Court upholds Cumberland Mine violation
A federal appeals court has upheld the Mine Safety and Health Administration’s determination that the failure by the Cumberland Mine to maintain emergency lifelines, regardless of the likelihood of a mine emergency, is a significant and substantial violation under the mine act.
An MSHA investigator cited the mine for violations of the lifeline requirement during an inspection of four of the mine’s escapeways in December 2007, according to a MSHA release. tMining law requires mine operators to provide flame resistant and directional lifelines in escapeways for miners to use to evacuate the mine in an emergency.
The investigator designated each violation significant and substantial, finding that in the event of an emergency, the lack of a lifeline would have delayed miners’ escape, and the delay would have been reasonably likely to result in serious injury or death. A significant and substantial violation could lead to enhanced enforcement actions under the mine act.
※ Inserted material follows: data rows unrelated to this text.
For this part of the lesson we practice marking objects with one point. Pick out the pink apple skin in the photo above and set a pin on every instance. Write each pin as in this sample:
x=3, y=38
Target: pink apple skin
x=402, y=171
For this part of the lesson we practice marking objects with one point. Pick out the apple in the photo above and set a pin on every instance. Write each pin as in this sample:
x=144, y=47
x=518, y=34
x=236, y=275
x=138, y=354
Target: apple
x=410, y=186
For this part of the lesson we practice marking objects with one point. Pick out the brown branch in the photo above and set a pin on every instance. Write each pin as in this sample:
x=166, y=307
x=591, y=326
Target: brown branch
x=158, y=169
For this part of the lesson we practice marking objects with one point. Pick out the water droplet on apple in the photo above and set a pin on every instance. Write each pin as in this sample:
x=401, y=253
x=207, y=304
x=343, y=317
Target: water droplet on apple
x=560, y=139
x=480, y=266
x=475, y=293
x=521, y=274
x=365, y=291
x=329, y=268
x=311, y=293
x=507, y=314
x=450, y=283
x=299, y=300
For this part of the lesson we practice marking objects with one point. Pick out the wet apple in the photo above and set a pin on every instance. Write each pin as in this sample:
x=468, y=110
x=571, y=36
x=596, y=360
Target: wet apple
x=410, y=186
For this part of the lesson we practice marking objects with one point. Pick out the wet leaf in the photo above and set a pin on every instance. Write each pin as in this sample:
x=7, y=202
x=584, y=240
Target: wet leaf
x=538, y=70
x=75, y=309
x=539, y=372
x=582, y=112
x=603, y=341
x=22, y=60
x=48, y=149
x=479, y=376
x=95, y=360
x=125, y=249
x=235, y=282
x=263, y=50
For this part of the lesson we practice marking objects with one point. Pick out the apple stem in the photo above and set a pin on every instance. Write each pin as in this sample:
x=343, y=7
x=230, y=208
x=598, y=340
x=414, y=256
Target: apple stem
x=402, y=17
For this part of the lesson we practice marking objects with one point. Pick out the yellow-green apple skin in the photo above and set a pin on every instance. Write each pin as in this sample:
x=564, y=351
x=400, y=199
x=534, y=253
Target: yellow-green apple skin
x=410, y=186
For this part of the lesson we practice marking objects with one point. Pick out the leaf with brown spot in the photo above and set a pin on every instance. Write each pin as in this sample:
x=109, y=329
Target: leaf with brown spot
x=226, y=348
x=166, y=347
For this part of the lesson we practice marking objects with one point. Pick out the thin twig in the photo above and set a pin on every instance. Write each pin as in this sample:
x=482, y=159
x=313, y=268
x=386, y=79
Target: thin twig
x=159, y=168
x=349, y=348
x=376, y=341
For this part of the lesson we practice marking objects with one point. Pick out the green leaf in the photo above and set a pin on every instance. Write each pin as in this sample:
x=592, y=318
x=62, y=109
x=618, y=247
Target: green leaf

A June 7 ruling by the U.S. Court of Appeals for the District of Columbia Circuit upheld the secretary of labor’s interpretation that, in evaluating the significant and substantial nature of violations of standards that come into play only in the event of an emergency, one must assume the occurrence of the emergency.
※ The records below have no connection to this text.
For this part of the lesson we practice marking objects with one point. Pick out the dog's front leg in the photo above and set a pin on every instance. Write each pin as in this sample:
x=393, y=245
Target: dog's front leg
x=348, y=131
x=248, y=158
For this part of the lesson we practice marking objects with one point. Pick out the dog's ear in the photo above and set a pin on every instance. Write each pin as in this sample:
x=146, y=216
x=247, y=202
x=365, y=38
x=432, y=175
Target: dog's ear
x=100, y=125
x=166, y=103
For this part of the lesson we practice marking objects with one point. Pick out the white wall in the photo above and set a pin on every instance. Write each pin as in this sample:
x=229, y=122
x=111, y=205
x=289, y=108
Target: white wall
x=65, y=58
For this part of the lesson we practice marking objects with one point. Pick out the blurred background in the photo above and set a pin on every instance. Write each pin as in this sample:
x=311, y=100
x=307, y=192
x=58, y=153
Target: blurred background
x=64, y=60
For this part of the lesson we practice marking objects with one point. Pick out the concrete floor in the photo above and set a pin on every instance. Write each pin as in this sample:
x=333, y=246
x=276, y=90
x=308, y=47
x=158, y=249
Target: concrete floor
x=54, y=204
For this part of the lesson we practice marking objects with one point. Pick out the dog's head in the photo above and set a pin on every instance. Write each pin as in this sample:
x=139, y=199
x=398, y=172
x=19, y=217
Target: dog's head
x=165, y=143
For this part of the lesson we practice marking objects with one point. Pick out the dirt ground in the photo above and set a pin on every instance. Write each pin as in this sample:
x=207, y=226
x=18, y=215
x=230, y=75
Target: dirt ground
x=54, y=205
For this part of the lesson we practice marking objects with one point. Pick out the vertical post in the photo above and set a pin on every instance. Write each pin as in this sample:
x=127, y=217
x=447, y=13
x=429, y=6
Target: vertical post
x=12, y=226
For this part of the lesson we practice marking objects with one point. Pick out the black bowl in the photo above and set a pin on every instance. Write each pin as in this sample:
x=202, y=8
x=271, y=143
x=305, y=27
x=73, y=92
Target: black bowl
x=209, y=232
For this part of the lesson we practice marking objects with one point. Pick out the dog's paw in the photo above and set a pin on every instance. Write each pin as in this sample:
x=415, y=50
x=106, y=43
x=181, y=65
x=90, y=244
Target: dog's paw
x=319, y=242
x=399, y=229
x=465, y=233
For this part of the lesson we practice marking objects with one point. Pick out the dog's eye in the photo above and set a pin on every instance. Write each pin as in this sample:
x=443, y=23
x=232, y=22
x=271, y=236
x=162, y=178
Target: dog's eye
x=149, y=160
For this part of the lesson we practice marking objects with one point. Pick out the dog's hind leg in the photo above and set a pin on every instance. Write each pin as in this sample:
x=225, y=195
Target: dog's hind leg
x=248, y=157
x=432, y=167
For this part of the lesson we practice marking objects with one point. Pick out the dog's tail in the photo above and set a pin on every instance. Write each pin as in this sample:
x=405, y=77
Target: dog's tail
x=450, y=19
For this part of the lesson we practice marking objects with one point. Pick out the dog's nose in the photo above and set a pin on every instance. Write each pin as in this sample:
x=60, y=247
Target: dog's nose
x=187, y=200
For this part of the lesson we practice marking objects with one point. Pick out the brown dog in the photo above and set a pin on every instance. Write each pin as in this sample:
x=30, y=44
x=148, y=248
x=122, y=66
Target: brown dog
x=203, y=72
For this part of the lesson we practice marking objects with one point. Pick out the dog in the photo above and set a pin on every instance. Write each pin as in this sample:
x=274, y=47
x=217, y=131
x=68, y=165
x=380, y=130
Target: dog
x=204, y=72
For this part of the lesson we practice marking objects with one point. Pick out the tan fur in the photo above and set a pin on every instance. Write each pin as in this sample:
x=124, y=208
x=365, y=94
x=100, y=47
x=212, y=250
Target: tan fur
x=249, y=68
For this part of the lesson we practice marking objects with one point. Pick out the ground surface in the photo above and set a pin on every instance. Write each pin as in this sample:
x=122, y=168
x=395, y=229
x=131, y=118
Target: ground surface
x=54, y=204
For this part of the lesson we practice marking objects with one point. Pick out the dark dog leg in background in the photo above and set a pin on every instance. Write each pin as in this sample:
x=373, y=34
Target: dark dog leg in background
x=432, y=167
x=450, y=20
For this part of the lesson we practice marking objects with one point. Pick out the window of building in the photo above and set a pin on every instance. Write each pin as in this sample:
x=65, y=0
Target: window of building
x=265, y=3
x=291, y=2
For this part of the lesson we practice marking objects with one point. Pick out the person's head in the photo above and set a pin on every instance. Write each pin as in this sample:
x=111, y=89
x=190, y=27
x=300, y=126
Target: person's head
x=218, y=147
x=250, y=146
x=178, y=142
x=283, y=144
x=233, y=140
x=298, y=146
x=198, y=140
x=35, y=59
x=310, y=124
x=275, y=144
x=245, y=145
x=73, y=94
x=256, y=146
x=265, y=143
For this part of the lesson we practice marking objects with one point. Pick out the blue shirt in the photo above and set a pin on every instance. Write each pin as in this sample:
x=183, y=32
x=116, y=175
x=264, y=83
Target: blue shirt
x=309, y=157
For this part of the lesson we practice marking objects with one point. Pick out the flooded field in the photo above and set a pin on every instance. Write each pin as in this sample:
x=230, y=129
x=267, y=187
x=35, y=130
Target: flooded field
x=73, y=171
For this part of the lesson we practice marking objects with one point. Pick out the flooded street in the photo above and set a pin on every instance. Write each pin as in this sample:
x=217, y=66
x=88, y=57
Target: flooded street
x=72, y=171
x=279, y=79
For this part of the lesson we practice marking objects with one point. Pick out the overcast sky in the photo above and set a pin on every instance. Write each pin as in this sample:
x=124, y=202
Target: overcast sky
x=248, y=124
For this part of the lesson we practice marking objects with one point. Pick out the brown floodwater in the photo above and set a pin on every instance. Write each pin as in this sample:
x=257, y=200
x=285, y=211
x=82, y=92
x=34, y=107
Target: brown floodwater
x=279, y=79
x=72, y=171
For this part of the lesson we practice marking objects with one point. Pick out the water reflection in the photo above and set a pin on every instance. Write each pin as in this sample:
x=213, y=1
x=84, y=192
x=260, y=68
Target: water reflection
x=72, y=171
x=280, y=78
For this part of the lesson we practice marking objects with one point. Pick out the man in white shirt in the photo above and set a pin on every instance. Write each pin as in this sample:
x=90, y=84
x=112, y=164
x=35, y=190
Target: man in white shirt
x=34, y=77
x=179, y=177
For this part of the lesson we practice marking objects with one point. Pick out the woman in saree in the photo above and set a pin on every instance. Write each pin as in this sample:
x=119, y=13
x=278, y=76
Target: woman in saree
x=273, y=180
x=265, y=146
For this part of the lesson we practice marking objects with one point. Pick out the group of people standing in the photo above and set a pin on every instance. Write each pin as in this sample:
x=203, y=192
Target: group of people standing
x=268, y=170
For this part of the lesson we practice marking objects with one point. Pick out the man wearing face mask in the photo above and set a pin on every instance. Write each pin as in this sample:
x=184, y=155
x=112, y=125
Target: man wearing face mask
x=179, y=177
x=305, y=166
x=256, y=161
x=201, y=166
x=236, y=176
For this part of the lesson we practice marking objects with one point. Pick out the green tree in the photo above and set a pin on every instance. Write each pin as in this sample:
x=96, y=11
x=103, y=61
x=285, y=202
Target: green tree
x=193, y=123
The court agreed that “emergency safety standards are fundamentally different from non-emergency standards because they are designed to apply meaningfully only in times of emergency.”
Cumberland Coal Resources LP had argued in its appeal that the commission applied the wrong standard when it reversed an administrative law judge’s determination that the violations were not significant and substantial, and that even if it applied the correct standard, its findings were not supported by evidence.